We have examined the relationship between extracellular Ca 2+, cytosolic free Ca 2+ and insulin release in the clonal β-cell line HIT-T15. Glucose-stimulated insulin release was dependent on the extracellular Ca 2+ concentration in a dose-related manner; the threshold medium Ca 2+ concentration for glucose-stimulated insulin release was 0.5 mM. Both forskolin and 12- O-tetradecanoylphorbol 13-acetate (TPA) increased insulin release in the presence of glucose at all extracellular Ca 2+ concentrations tested (0.1–2.5 mM) but not in the absence of Ca 2+. Thus, the threshold medium Ca2+ concentration for glucose-stimulated insulin release was reduced to 0.1 mM by forskolin or TPA. Step-wise increases in the medium Ca 2+ concentration in the presence of an initiator of insulin release resulted in a dose-related increase in cytosolic free Ca 2+. In the presence of 10 mM glucose, cytosolic free Ca 2+ in HIT cells was increased from 60 ± 5 nM in Ca 2+-free medium to 290 ± 46 nM in medium containing 2.5 mM Ca 2+. The effects of increasing extracellular Ca 2+ in the presence of 40 mM K + were similar but considerably more pronounced.

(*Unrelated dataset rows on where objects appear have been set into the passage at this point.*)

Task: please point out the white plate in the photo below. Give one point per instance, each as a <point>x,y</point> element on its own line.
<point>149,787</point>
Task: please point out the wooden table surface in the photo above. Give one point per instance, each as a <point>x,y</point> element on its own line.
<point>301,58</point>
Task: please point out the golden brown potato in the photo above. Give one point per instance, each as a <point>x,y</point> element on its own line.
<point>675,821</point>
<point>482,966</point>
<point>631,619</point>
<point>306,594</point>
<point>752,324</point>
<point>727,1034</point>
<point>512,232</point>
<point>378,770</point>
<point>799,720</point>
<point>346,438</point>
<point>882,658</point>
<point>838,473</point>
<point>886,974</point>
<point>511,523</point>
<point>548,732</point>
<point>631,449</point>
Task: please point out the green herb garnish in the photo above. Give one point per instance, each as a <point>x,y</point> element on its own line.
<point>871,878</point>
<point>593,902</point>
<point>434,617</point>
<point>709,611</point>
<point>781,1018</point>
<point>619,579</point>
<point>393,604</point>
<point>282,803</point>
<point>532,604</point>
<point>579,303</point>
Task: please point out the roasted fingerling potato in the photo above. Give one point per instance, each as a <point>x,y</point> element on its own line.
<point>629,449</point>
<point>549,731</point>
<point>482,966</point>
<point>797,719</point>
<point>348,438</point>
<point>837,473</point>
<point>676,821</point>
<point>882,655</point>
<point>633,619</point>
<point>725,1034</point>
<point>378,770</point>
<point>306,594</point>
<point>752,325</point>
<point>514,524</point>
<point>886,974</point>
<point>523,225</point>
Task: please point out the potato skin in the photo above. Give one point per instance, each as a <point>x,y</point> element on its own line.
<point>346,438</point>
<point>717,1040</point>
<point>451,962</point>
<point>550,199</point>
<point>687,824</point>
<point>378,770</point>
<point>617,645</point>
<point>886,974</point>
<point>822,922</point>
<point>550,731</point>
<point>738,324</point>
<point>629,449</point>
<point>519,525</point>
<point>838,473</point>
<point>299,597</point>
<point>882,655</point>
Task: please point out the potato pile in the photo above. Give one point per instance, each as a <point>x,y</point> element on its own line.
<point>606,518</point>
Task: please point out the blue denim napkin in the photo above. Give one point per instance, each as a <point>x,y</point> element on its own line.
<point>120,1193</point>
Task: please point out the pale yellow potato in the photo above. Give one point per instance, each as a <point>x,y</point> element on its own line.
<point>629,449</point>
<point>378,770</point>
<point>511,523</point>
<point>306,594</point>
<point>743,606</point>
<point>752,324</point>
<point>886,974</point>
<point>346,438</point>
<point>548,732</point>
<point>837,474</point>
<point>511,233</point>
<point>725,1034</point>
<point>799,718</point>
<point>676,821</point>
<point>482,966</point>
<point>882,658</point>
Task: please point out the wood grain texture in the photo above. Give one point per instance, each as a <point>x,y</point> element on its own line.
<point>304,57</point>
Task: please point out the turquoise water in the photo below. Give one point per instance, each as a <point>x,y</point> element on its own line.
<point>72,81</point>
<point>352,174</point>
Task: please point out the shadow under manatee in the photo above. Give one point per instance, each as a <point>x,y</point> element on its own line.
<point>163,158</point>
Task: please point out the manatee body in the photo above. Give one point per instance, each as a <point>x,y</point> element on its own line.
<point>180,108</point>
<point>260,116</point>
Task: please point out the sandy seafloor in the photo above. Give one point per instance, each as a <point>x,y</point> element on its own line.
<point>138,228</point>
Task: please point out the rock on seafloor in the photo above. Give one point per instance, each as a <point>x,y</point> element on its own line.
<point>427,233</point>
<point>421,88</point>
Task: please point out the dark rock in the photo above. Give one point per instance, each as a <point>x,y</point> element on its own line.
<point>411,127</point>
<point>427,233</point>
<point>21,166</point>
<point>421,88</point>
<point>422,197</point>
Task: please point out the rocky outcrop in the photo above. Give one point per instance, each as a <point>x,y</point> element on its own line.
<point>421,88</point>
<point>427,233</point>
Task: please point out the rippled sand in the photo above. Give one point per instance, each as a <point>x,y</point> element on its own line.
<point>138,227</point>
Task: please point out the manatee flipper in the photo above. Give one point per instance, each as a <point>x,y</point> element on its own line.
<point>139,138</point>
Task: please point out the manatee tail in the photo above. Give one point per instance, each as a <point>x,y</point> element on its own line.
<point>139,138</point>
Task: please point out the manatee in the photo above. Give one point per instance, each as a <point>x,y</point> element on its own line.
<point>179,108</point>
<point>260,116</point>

Inclusion of either TPA or forskolin in the incubation medium had no significant effect on the steady-state cytosolic free Ca 2+ levels in the absence of glucose but in the presence of 10 mM glucose forskolin caused modest (11–18%) increases in steady-state cytosolic free Ca 2+ levels at extracellular Ca 2+ concentrations of 0.25 mM or above. In contrast, in the presence of glucose TPA significantly reduced the steady-state levels of cytosolic free Ca 2+ by 17–21% at extracellular Ca 2+ concentrations of 0.25 mM or above. These data provide further evidence that insulin release mediated by activation of β-cell protein kinases involves primarily an increase in sensitivity of the secretory system to intracellular Ca 2+.